🤖 AI Summary
This work addresses the challenge that existing dual-arm manipulation methods struggle to effectively share multi-view semantic information and establish reliable 3D spatial perception in complex or noisy environments. To overcome this limitation, the paper proposes a unified semantic-spatial representation framework that, for the first time, enables deep cross-view semantic sharing and alignment of spatial perception. Key innovations include multi-view semantic interaction, a semantic-spatial token coupling mechanism, feedforward reconstruction-guided depth refinement, and optimization of reliable metric anchors tailored for consumer-grade RGB-D sensors. The proposed method achieves an average success rate of 87.8% on the PerAct2 simulation benchmark and significantly outperforms current RGB and RGB-D baselines in real-world scenarios.
📝 Abstract
Robotic manipulation has been widely applied in industrial scenarios. Compared with single-arm manipulation, bimanual manipulation is equipped with multiple cameras to capture information from different viewpoints. However, existing multi-view policies encode each view independently or fuse view features shallowly, resulting in limited sharing semantic perception and unreliable spatial awareness. In this paper, we propose \textbf{MV-Actor}, a multi-view perception framework that builds a unified semantic-spatial representation for bimanual manipulation. First, MV-Actor performs Multi-view Semantic Interaction to share semantic perception across views. Then it uses Semantic-Spatial Token Interaction to ground visual semantics with feed-forward reconstruction model features and acquire reliable spatial awareness.
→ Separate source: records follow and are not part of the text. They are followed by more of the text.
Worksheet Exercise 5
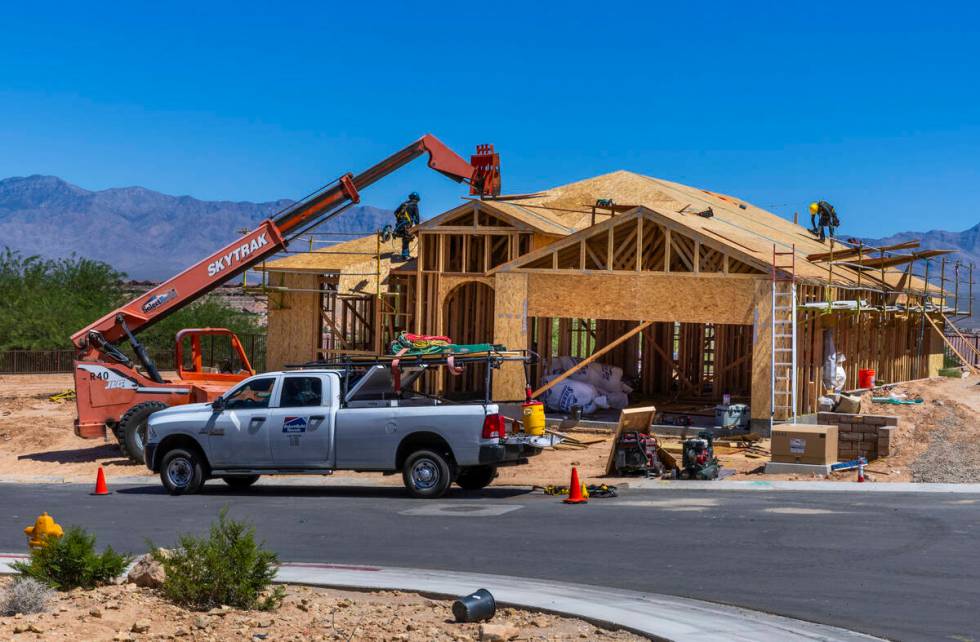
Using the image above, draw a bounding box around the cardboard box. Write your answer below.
[772,424,837,464]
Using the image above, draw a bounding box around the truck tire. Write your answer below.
[160,448,204,495]
[221,475,259,490]
[456,466,497,490]
[402,450,453,499]
[116,401,167,464]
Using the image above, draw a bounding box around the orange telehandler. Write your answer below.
[71,134,500,463]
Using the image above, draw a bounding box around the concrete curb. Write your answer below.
[0,554,881,642]
[613,479,980,494]
[0,475,980,495]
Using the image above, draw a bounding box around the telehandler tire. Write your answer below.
[116,401,167,464]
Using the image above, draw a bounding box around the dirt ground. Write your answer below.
[0,375,980,486]
[0,578,646,642]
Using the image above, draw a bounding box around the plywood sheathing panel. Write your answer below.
[255,234,408,278]
[493,274,528,401]
[524,272,755,324]
[468,170,936,289]
[265,273,321,370]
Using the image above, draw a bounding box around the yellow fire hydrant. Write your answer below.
[24,513,65,548]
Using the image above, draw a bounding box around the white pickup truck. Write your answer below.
[145,365,550,498]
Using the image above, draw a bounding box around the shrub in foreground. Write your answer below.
[0,577,53,617]
[153,510,285,610]
[13,526,131,591]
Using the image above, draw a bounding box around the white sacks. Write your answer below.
[541,356,633,414]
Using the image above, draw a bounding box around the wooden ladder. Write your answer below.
[769,244,797,430]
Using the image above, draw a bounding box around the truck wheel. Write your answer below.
[116,401,167,464]
[221,475,259,490]
[402,450,453,499]
[456,466,497,490]
[160,448,204,495]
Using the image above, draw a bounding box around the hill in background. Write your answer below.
[867,223,980,328]
[0,176,391,281]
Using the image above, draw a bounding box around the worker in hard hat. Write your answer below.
[393,192,422,261]
[810,201,840,243]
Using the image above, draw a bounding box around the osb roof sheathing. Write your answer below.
[481,170,936,288]
[255,234,415,274]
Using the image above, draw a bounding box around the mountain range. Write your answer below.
[865,223,980,328]
[0,176,392,280]
[0,176,980,327]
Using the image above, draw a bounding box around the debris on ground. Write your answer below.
[0,578,644,642]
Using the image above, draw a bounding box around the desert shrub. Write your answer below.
[153,510,285,610]
[13,526,131,591]
[0,577,52,617]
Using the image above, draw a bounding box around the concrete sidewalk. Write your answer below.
[0,475,980,494]
[611,479,980,494]
[0,554,881,642]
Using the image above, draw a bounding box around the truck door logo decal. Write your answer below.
[282,417,307,432]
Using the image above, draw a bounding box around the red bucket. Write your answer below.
[858,368,875,388]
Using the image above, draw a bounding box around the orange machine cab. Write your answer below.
[75,328,255,439]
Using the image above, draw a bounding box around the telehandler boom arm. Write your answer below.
[71,134,500,356]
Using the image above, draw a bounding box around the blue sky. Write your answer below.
[0,1,980,236]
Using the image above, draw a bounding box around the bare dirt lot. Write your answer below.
[0,375,980,486]
[0,579,646,642]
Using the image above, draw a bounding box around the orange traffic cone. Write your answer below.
[92,466,109,495]
[562,467,589,504]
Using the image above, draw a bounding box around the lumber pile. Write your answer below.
[545,428,609,450]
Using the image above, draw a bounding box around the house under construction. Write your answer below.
[255,171,972,421]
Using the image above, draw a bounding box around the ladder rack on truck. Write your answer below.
[286,350,537,403]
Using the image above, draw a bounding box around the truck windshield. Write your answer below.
[225,377,276,410]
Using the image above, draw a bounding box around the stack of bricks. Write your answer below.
[817,412,898,461]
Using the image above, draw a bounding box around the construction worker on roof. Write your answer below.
[810,201,840,243]
[393,192,422,261]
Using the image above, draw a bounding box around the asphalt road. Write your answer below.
[0,482,980,640]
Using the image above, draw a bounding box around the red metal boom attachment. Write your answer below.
[470,145,500,196]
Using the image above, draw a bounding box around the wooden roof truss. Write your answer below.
[493,207,769,275]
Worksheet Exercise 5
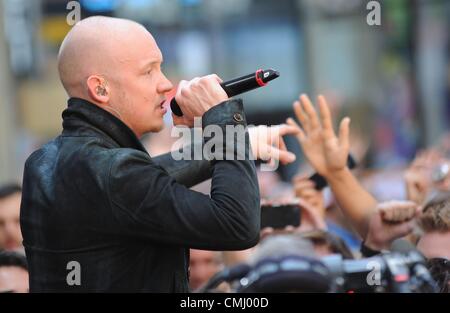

Finally, a Guided Metric Depth Repair module refines degraded sensor depth to provide more reliable metric anchors under consumer-grade depth noise. In simulation experiments conducted on the PerAct2 bimanual benchmark, MV-Actor achieves a state-of-the-art average success rate of 87.8\%. In real-world evaluations with more frequent viewpoint changes and unstable consumer-grade depth, MV-Actor outperforms both RGB and RGB-D baselines, further demonstrating the benefit of sharing semantic perception and reliable spatial awareness for bimanual manipulation.